Attualmente il settore delle piantagioni da olio di palma e quello non meno impattante della cellulosa sono i principali fattori di disboscamento in Indonesia dove, secondo le cifre ufficiali rilasciate dal governo indonesiano, circa 24 milioni di ettari di foresta pluviale sono stati distrutti tra il 1990 e il 2015. La conseguenza per il World Resources Institute (WRI) è che oggi l’arcipelago indonesiano si colloca nella fascia più alta degli emettitori globali, a fianco degli Stati Uniti d’America e della Cina, perché nonostante Giacarta abbia un’industria ancora poco sviluppata, il suo livello di deforestazione e di distruzione delle torbiere è tale da essere tra le principali fonti di emissioni di quei gas serra tra i principali responsabili del cambiamento climatico mondiale. Oltre a contribuire all’inquinamento globale, la deforestazione da olio di palma, per l’International Union for Conservation of Nature (IUCN) è responsabile del dimezzamento della popolazione di orangotanghi del Borneo in soli 16 anni per via della distruzione del loro habitat. Un problema che non riguarda solo l’Indonesia visto che secondo i dati dell’IUCN globalmente “sono 193 le specie in grave pericolo di estinzione, minacciate dalla produzione di olio di palma”.

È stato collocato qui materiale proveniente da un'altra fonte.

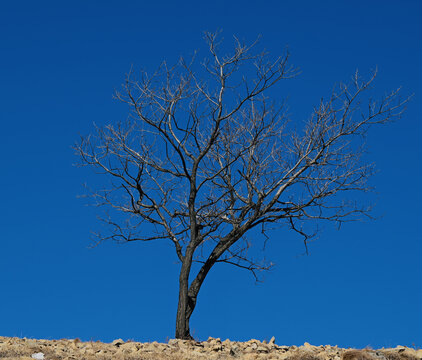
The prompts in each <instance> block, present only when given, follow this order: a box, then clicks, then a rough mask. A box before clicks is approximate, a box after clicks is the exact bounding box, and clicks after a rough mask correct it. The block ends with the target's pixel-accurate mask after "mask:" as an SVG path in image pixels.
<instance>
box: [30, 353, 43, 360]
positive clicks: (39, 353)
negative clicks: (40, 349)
mask: <svg viewBox="0 0 422 360" xmlns="http://www.w3.org/2000/svg"><path fill="white" fill-rule="evenodd" d="M31 357H32V358H33V359H35V360H44V354H43V353H35V354H32V356H31Z"/></svg>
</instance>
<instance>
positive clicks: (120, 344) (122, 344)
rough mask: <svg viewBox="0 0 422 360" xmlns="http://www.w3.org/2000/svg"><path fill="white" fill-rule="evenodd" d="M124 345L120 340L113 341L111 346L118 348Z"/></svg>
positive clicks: (119, 339) (121, 341) (122, 342)
mask: <svg viewBox="0 0 422 360" xmlns="http://www.w3.org/2000/svg"><path fill="white" fill-rule="evenodd" d="M124 343H125V342H124V341H123V340H122V339H116V340H113V342H112V343H111V345H113V346H117V347H119V346H120V345H123V344H124Z"/></svg>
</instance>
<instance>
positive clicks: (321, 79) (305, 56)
mask: <svg viewBox="0 0 422 360" xmlns="http://www.w3.org/2000/svg"><path fill="white" fill-rule="evenodd" d="M421 14H422V2H420V1H416V0H415V1H409V0H408V1H403V0H402V1H400V2H399V1H390V0H383V1H379V0H372V1H318V2H317V1H260V2H258V1H247V0H243V1H227V2H223V1H220V0H215V1H212V2H198V1H156V2H154V3H153V2H152V1H119V2H118V1H72V2H64V1H36V2H35V1H13V2H8V1H2V2H0V34H1V35H0V54H1V56H0V84H1V86H0V104H1V106H0V121H1V142H0V154H1V155H0V156H1V170H0V172H1V176H0V189H1V190H0V191H1V200H2V201H1V207H0V222H1V232H0V244H1V251H0V276H1V285H0V335H3V336H21V337H23V336H26V337H34V338H49V339H56V338H64V337H68V338H75V337H79V338H81V339H83V340H90V339H94V340H102V341H111V340H112V339H114V338H123V339H135V340H138V341H154V340H157V341H165V340H166V338H172V337H173V335H174V322H175V314H176V306H177V284H178V269H179V266H178V264H177V263H176V257H175V255H174V253H173V248H172V247H171V246H167V244H165V243H156V244H136V243H131V244H127V245H116V244H114V243H106V244H103V245H101V246H99V247H97V248H95V249H90V248H88V245H89V244H90V239H89V234H90V231H92V230H96V229H98V222H97V221H96V211H97V210H96V209H95V208H91V207H87V206H85V204H86V201H84V200H81V199H78V198H77V195H78V194H83V193H84V190H83V187H82V184H83V183H84V182H87V183H88V184H90V183H95V182H96V181H97V180H96V178H95V177H94V176H93V175H92V173H91V172H89V171H87V170H85V169H79V168H76V167H74V166H73V165H72V164H74V163H75V162H77V158H76V157H75V155H74V152H73V150H72V149H71V145H72V144H73V143H74V142H75V141H77V139H78V134H87V133H89V132H91V131H92V130H93V122H94V121H95V122H97V123H107V122H113V121H117V120H121V119H124V118H125V117H126V114H127V109H126V108H125V107H124V106H123V105H122V104H119V103H117V102H116V101H114V100H113V99H112V93H113V90H114V89H115V88H118V87H119V86H120V84H121V83H122V81H123V79H124V74H125V73H126V72H127V71H128V70H129V69H130V67H131V65H132V64H133V65H134V66H135V68H141V67H142V68H145V69H150V70H151V69H153V68H154V67H155V66H157V65H158V64H159V63H160V61H162V60H163V59H168V60H169V61H170V62H172V61H173V60H176V59H177V58H178V57H179V56H180V55H186V54H188V55H189V54H190V53H192V51H193V50H195V49H200V48H201V47H203V42H202V31H204V30H211V31H214V30H215V29H217V28H221V29H222V30H223V31H224V32H223V35H224V37H225V38H226V39H227V40H230V38H231V36H232V35H233V34H236V35H237V36H239V37H240V38H243V39H246V40H254V39H255V38H256V36H257V35H258V34H262V36H263V38H262V43H261V44H262V46H264V47H265V48H267V49H268V50H270V51H271V52H272V53H273V54H278V53H281V52H282V50H283V49H285V47H286V46H288V47H289V49H290V52H291V53H292V58H291V60H292V63H294V64H295V65H297V66H298V67H300V69H301V71H302V73H301V75H300V77H298V78H297V79H296V80H294V81H291V82H290V83H289V86H284V87H283V93H282V94H280V95H281V96H282V97H284V96H286V95H289V99H290V100H289V105H290V109H291V113H292V116H293V117H295V118H297V119H301V118H306V117H307V116H308V115H309V114H310V112H311V111H312V106H313V105H315V104H316V103H317V101H318V100H319V99H320V98H321V97H322V96H326V95H327V94H329V92H330V89H331V88H332V86H333V84H335V83H336V82H338V81H344V80H348V79H349V77H350V75H351V74H352V73H353V72H354V71H355V70H356V68H359V69H361V70H362V71H363V72H368V71H369V70H371V69H373V68H374V67H375V66H378V68H379V76H378V79H377V81H376V89H377V90H376V93H377V94H378V95H380V96H382V95H383V94H384V93H385V92H386V91H389V90H392V89H395V88H397V87H398V86H402V87H403V93H404V94H412V93H414V94H415V96H414V98H413V99H412V101H411V103H410V104H409V106H408V110H407V112H406V114H405V117H404V118H403V119H401V120H400V121H397V122H395V123H393V124H390V125H388V126H385V127H382V128H378V129H374V131H373V132H372V133H371V134H370V136H369V138H368V145H369V150H370V151H369V153H368V159H369V160H370V161H374V162H375V163H376V164H377V168H378V170H379V172H378V173H377V175H376V176H375V177H374V178H373V179H372V184H373V185H376V191H377V192H376V193H375V194H373V195H370V196H368V198H367V199H368V200H372V201H375V202H376V203H377V206H376V210H375V215H377V216H380V217H381V218H380V219H379V220H377V221H375V222H366V223H353V224H348V225H346V226H344V227H343V228H342V230H341V231H336V230H334V229H332V228H330V227H327V228H325V231H324V232H323V233H322V234H321V236H320V237H319V239H318V240H317V241H316V242H314V243H312V244H311V245H310V255H309V256H301V254H302V253H303V244H302V243H301V240H300V239H299V238H298V237H297V236H296V235H292V234H289V233H288V232H283V231H276V232H274V233H272V241H271V243H270V244H269V247H268V250H267V254H266V255H267V257H269V258H270V259H271V260H273V261H274V262H275V263H276V264H277V267H276V268H275V269H274V270H273V271H272V272H270V273H267V274H266V275H265V282H264V283H262V284H258V285H257V284H255V283H254V281H253V278H252V276H251V275H250V274H249V273H247V272H244V271H242V270H240V269H236V268H230V267H226V266H225V265H221V266H218V267H216V268H214V269H213V270H212V272H211V273H210V275H209V278H208V279H207V281H206V283H205V285H204V287H203V289H202V290H201V293H200V297H199V300H198V307H197V309H196V310H195V313H194V315H193V317H192V321H191V329H192V332H193V335H194V336H195V337H197V338H199V339H201V340H204V339H206V338H208V336H214V337H221V338H230V339H232V340H247V339H250V338H257V339H261V340H263V339H269V338H271V336H273V335H274V336H275V337H276V342H277V343H278V344H303V343H304V342H305V341H308V342H310V343H312V344H316V345H319V344H338V345H340V346H343V347H348V346H352V347H365V346H367V345H369V346H373V347H382V346H395V345H397V344H402V345H412V344H414V345H415V346H419V347H422V333H421V330H420V328H421V323H422V308H421V304H422V301H421V300H422V283H421V275H422V270H421V256H422V236H421V231H420V222H421V220H420V204H421V203H422V196H421V190H420V181H421V180H420V178H421V156H422V153H421V150H420V134H421V131H422V125H421V120H420V111H419V110H420V106H419V104H420V102H421V100H420V99H421V94H422V85H421V84H422V81H421V79H422V71H421V64H422V51H421V45H420V41H421V36H422V31H421V30H422V19H421Z"/></svg>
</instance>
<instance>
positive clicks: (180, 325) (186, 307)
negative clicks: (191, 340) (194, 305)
mask: <svg viewBox="0 0 422 360" xmlns="http://www.w3.org/2000/svg"><path fill="white" fill-rule="evenodd" d="M190 267H191V261H189V259H186V258H185V261H184V262H183V263H182V268H181V270H180V276H179V304H178V306H177V315H176V335H175V336H176V339H183V340H191V339H193V338H192V336H191V334H190V329H189V319H190V313H191V312H188V306H189V296H188V290H189V272H190Z"/></svg>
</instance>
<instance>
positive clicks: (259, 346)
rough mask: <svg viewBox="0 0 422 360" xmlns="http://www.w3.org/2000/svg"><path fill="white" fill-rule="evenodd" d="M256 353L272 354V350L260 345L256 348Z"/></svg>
mask: <svg viewBox="0 0 422 360" xmlns="http://www.w3.org/2000/svg"><path fill="white" fill-rule="evenodd" d="M256 351H258V352H260V353H269V352H270V350H269V349H268V348H267V347H266V346H264V344H263V345H259V346H258V347H257V348H256Z"/></svg>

La situazione dell’Indonesia è uno degli esempi dell’uso sconsiderato delle foreste tropicali che nel 2017 ha registrato il secondo anno nero della deforestazione mondiale. Sempre secondo il WRI, infatti, l’anno scorso è stato segnato il peggior record di deforestazione, almeno stando ai dati della perdita di copertura forestale nei paesi tropicali elaborati dall’Università del Maryland, e pubblicati sul Global Forest Watch. “Nel 2017 i tropici hanno perduto 15,8 milioni di ettari d copertura forestale, un’area grande quanto il Bangladesh: 40 campi da calcio al minuto per tutta la durata dell'anno”. Di fatto malgrado gli sforzi di molte ong e di qualche governo, la deforestazione tropicale sembra essere aumentata costantemente negli ultimi 17 anni e se i disastri naturali come incendi e tempeste giocano un ruolo sempre più importante per il cambiamento climatico, l’abbattimento delle foreste per fare spazio alle piantagioni di olio di palma e cellulosa sono parte attiva di questo dramma ambientale.